Turkey Feature: PKK Leader Ocalan, Moving Towards Peace, Calls on Fighters to Leave Country (Hurriyet)
Three days after EA's Ali Yenidunya wrote of the growing possibility of a deal between insurgent PKK leader Abdollah Ocalan and the Erdogan Government, the Turkish daily Hurriyet reports:
Kurdistan Workers’ Party (PKK) leader Abdullah Öcalan has called on armed militants to leave Turkish soil in a historic message read out by the Peace and Democracy Party (BDP) deputy Pervin Buldan and Sırrı Süreyya Önder in Kurdish and Turkish.
“We are at a point today that guns will be silenced and thoughts will speak. It is time for armed elements to move outside [Turkey’s] borders. This is not an ending but a new beginning,” said Öcalan’s message.
The jailed PKK leader's message came amid an ongoing peace process initiated by the Turkish government to end a three-decade-old conflict with the outlawed group.
“Our fight has not been against any race, religion or groups. Our fight has been against all kinds of pressure and oppression. Today we are waking up to a new Middle East, new Turkey and a new future,” he said.
“Today a new era is beginning. A door has been opened from armed struggle to democratic struggle,” he said in his message that was addressed to more than a million people gathered in the southeastern province of Diyarbakır to celebrate Nevruz [Turkish New Year].
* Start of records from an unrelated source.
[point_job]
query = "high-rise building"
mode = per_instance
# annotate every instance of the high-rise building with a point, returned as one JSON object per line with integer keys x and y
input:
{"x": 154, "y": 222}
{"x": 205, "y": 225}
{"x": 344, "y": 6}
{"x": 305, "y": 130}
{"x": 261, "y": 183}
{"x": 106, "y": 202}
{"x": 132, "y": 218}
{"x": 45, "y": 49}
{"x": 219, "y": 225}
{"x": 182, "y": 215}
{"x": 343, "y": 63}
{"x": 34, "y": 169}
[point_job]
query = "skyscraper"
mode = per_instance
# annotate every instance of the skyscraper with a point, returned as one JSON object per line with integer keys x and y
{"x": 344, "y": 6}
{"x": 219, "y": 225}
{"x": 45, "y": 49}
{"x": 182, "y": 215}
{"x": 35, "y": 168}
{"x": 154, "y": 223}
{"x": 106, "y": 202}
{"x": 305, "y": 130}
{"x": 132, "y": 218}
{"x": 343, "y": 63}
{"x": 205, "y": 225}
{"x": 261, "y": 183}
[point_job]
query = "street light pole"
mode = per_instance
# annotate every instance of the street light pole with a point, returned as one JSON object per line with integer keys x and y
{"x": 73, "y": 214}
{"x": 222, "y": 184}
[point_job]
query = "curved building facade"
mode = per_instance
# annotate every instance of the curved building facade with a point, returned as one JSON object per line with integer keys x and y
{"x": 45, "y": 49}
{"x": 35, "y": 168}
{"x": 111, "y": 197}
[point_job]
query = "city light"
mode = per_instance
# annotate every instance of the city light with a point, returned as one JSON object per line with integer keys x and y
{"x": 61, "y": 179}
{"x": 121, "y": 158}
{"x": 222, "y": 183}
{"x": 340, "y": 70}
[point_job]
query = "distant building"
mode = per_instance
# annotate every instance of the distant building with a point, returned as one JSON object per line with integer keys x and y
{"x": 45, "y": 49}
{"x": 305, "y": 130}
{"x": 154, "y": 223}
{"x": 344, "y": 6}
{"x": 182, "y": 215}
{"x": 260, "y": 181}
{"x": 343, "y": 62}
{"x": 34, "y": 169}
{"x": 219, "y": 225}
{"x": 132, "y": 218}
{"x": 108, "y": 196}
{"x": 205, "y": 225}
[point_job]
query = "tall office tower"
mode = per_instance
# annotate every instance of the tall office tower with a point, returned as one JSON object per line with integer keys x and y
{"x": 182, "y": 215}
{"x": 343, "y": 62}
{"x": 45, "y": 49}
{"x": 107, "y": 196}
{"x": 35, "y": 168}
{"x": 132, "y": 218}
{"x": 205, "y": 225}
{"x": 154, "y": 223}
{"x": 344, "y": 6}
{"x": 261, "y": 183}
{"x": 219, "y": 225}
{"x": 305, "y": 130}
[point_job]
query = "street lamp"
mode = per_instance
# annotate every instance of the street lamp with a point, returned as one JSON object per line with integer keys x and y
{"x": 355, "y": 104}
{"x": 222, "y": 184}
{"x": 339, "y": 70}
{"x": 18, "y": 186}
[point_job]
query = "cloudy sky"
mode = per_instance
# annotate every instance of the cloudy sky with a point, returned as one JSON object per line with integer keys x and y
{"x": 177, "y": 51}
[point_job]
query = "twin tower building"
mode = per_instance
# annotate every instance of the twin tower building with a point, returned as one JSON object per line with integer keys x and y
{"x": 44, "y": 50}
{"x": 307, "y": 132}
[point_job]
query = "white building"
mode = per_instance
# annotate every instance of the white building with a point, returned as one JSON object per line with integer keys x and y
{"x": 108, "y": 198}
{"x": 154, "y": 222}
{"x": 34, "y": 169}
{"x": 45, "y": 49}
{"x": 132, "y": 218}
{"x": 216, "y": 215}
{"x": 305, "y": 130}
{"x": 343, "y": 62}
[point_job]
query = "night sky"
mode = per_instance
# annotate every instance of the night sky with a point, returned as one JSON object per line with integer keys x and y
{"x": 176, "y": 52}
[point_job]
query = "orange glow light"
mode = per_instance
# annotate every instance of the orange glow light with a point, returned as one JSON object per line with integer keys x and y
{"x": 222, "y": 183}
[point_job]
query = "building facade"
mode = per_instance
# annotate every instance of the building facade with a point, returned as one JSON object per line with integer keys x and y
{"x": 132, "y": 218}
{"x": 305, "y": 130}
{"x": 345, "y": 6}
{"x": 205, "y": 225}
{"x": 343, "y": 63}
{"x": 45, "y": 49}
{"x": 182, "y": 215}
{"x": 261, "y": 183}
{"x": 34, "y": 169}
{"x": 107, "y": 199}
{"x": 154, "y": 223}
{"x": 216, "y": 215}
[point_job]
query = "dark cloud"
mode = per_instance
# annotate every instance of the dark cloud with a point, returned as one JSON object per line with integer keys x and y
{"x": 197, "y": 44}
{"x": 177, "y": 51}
“The Middle East and Middle Asia are looking for a new order. A new model is a necessity, like bread and water,” the message said.
“It is time for unity. Turks and Kurds fought together in Çanakkale [during World War I], and launched the Turkish Parliament together in 1920,” said the message.
“Despite all the mistakes done in the past 90 years, we are trying to build a model that embraces all oppressed people, classes and cultures,” the message continued, saying that the people of the Middle East are trying to be reborn through their roots, as they are tired of all the wars and conflicts.
“The basis of the new struggle is ideas, ideology and democratic politics,” said Öcalan’s message.
"I call on everyone to build democratic modernism to escape these pressures which are clearly against history and brotherhood," he said.
Hundreds of thousands of people gathered in Diyarbakır’s Nevruz Park in the early hours of the morning to celebrate Nevruz in the heightened anticipation of a historic message from Öcalan over the continuing peace process.
The park was decked out with posters of Öcalan; flags of the PKK; flags of the Kurdistan Communities Union (KCK), the urban wing of the PKK; and the flag of the first ever independent Kurdish state --- the Republic of Mahabad --- which is also used by the Kurdistan Regional Government (KRG) in northern Iraq.
Free transportation was provided to those who wished to reach Nevruz Park, while all accommodation in the southeastern province was filled up, prompting BDP officials to call on local residents to open their homes to incoming guests.
Over 500 reporters, including 100 foreign correspondents, are currently present at the site. Photos of PKK leaders Ethem Karabulut and Şirin Cebe, both killed in recent operations, have been hung onto the walls of main platform for the event, as well as photos of inmates at the infamous Diyarbakır Military Prison No. 5 who set themselves on fire in protest at systematic prison torture during the early 1980s.
Organizers also hung photos of Sakine Cansız, Fidan Doğan and Leyla Söylemez, three female Kurdish activists who were murdered in Paris on Jan. 9, in the square. Also present are banners with the slogans in Kurdish “We are ready both for a resolution and resistance” and “We are ready to fight and to negotiate,” as well as the multilingual “For a democratic solution; freedom for Mr. Öcalan, official status for the Kurds.”
People wearing dresses in the traditional Kurdish colors of yellow, red and green poured onto streets beginning from the early hours in the morning to celebrate Nevruz. The main celebration area was totally full around 9 a.m. in the morning. Many people from neighboring provinces flocked to Diyarbakır for the celebrations. Unlike previous years, Nevruz is being celebrated only in Diyarbakır today. Celebrations in other cities were held over the past week.
Diyarbakır Police Chief Recep Güven called on police forces to conduct their duties within the bounds of the law with the aim of maintaining the peace of citizens. Around 5,000 private security officers assigned by the organizing committee – the Kurdish umbrella organization Democratic Society Congress (DTK) and the BDP – are providing security along with around 3,000 police officers. The number of police forces is less than previous years, observers have said, while police are not approaching the main area of the celebrations. No additional police forces were brought from outside Diyarbakır unlike previous years.